Ainsi, il a évoqué le traitement indigne réservé aux mineurs dans ce centre de détention. Selon Azyz Amami, les mineurs sont astreints aux tâches les plus ingrates avec la complicité des gardiens de la prison. Des tâches comme celle de nettoyer les chaussures des prisonniers et des gardiens. Il a également évoqué les agressions sexuelles qui visent les mineurs au centre de détention de Bouchoucha. L'activiste a, par ailleurs, évoqué les pratiques de torture qui ont toujours cours dans les centres de détention à Bouchoucha et ailleurs. Il y a également des accusations de racket puisque quelques paquets de cigarettes ont coûté 400 dinars à Azyz Amami. Les déclarations et les constations de Azyz Amami sont étayées par les témoignages de plusieurs personnes qui ont fait un malheureux passage au centre de détention de Bouchoucha. Certains de ces témoignages évoquent même un lifting qui aurait été fait au centre de détention de Bouchoucha la veille de la visite du ministre de l'Intérieur…

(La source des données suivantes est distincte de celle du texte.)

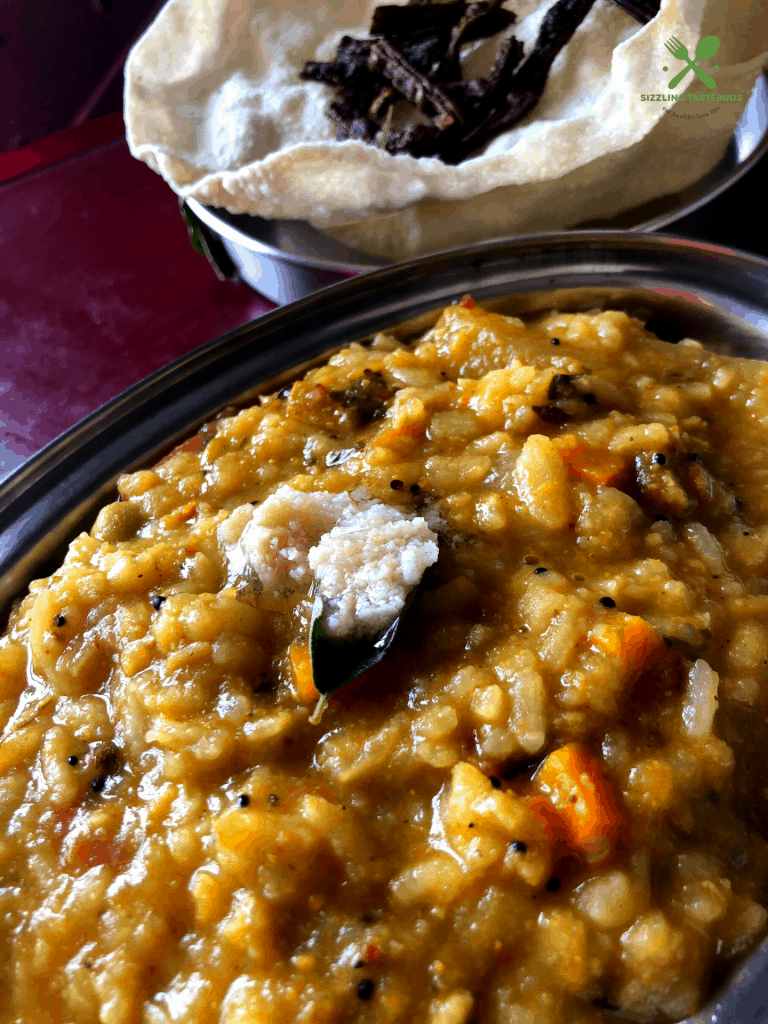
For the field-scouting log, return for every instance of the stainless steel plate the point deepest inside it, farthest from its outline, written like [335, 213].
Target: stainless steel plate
[287, 259]
[680, 288]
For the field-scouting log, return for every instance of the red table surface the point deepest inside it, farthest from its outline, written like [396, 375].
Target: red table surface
[98, 288]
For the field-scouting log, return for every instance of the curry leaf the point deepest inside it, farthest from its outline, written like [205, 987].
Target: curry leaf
[336, 663]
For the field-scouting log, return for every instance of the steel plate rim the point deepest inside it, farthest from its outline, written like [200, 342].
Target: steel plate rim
[553, 241]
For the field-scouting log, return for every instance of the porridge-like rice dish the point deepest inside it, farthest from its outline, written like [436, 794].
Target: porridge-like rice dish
[545, 805]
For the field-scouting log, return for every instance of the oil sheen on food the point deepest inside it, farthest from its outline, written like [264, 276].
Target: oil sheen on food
[545, 805]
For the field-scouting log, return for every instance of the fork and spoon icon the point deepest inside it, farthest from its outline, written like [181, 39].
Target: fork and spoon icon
[708, 47]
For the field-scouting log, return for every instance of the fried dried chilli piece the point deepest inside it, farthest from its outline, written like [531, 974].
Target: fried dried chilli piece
[414, 55]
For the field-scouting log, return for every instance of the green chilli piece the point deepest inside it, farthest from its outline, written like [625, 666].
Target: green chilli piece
[336, 663]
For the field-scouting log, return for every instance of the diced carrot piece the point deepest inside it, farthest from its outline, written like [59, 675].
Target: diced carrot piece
[602, 468]
[400, 437]
[629, 638]
[301, 670]
[572, 780]
[554, 826]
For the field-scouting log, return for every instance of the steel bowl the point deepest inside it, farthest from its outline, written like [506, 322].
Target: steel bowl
[680, 288]
[287, 259]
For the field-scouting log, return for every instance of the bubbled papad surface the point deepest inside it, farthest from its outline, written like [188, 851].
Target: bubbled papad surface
[214, 103]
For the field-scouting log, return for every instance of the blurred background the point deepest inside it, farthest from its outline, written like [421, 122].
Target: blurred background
[61, 64]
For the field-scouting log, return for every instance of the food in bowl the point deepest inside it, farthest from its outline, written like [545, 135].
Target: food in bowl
[545, 804]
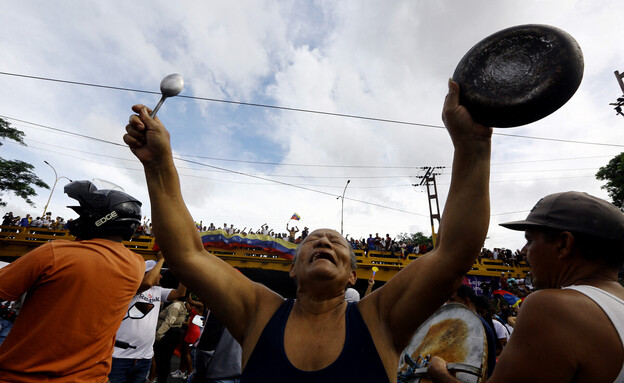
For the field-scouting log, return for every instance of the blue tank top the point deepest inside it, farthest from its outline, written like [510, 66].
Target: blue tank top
[358, 361]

Sur un tout autre plan, le ministre de l'Intérieur devra également composer avec les syndicats de la police nationale qui ont pris une certaine ampleur depuis la révolution. Toutefois, cette collaboration ne semble pas partie du bon pied. Le 26 février, le ministère de l'Intérieur a rendu public un communiqué dont l'objectif est de rappeler les syndicats à l'ordre. Le ministère de l'Avenue Habib Bourguiba appelle les syndicats à se conformer aux lois régissant le devoir de réserve et la non-ingérence dans la gestion administrative du ministère. Le communiqué prend un ton plus ferme en assurant que le ministère entreprendra toutes les mesures légales et disciplinaires contre tout syndicaliste qui fera des déclarations aux médias en dehors du champ de la promotion du niveau social des agents des forces de sécurité intérieure. Il est vrai que plusieurs révélations médiatiques ont été faites par les syndicalistes du secteur sécuritaire. On rappellera, dans cette optique, les déclarations polémiques de Sahbi Jouini ou de Issam Dardouri au sujet d'une importante quantité de médicaments envoyés par le ministère en Libye. Le ministère veut manifestement juguler le flot de critiques et de mises en cause qu'engendre ce type de déclarations aux médias.
Nul besoin de démontrer l'importance stratégique du ministère de l'Intérieur aussi bien dans le contexte actuel de lutte contre le terrorisme ou par rapport à l'héritage historique de ce ministère dans la gouvernance du pays. La nomination de Mohamed Nejem Garsalli à sa tête n'a pas suscité d'enthousiasme. Les premières mesures confortent cette impression même si la lutte contre le terrorisme continue à avoir un certain succès. Le ministre devra faire plus, non seulement pour venir à bout des problématiques qui se posent à lui mais aussi pour conquérir la confiance de l'opinion publique et des différents intervenants.